Christianity and homosexuality have always been perceived to be two separate worlds. Like oil and water, they didn't seem to quite mix, one always seemingly contradicting the other. That is why it felt like the ground was taken from underneath my feet when I realized I was queer. Surely I couldn't be into the same sex -- I was a Christian, and a Seventh-day Adventist at that. I was 13 and terrified. It wasn't until years later and much time spent fervently researching scripture and reading articles by respected thought leaders and Biblical scholars that I was able to reconcile my faith and sexuality. I am a young Seventh-day Adventist, bisexual male -- and that's not an oxymoron, yet it still is an everyday struggle as I continue wrestle with how to follow both my faith and my heart.
This summer, I watched a film that covers this very ground. I had the privilege of attending a private screening of the newly released documentary Seventh-Gay Adventists: A film about faith on the margins. Seventh-Gay Adventists documents the lives of three couples who identify as members of both the queer community and the very conservative Seventh-day Adventist faith community.
The Seventh-Gay Adventists story is my story.
I grew up Seventh-day Adventist. I have only attended Adventist-affiliated educational institutions and have grown up immersed in the Adventist culture. Adventism is a lot more than just a set of beliefs -- it's an entire culture and identity. It's not uncommon for an Adventist young person (or adult) to really only know other Adventists, and the idea of leaving, even if you have good reason to, like being a marginalized LGBT member, would be as difficult as trying to change my orientation. I want both my queer community and my church community to know -- this is me. I am a bisexual person of faith. It's who I am.

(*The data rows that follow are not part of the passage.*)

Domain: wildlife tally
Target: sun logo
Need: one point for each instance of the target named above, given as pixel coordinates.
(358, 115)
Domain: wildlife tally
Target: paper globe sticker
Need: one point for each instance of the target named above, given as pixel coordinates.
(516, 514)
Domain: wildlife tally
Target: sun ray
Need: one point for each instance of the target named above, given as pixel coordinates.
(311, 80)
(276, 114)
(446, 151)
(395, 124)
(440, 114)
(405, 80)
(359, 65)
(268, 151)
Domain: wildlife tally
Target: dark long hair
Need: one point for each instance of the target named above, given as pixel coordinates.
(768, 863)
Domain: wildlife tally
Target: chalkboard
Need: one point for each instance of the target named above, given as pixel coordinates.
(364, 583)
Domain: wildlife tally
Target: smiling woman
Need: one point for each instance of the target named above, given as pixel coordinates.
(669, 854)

First, a little history. Seventh-day Adventism grew out of Methodism and the Millerite movement and dates back to the 1800's. In addition to anticipating the Second Advent of Jesus Christ, a distinguishing belief is keeping Sabbath on Saturday, the seventh day of the week. Adventists keep Sabbath much more like Jews than like other Christians, and the rhythm, belief and community around Sabbath is a core component of this faith. And then there are a host of other cultural traditions -- like (mostly) being vegetarian, abstaining from alcohol, tobacco, dancing, sometimes even caffeine and movies. It's a unique faith community.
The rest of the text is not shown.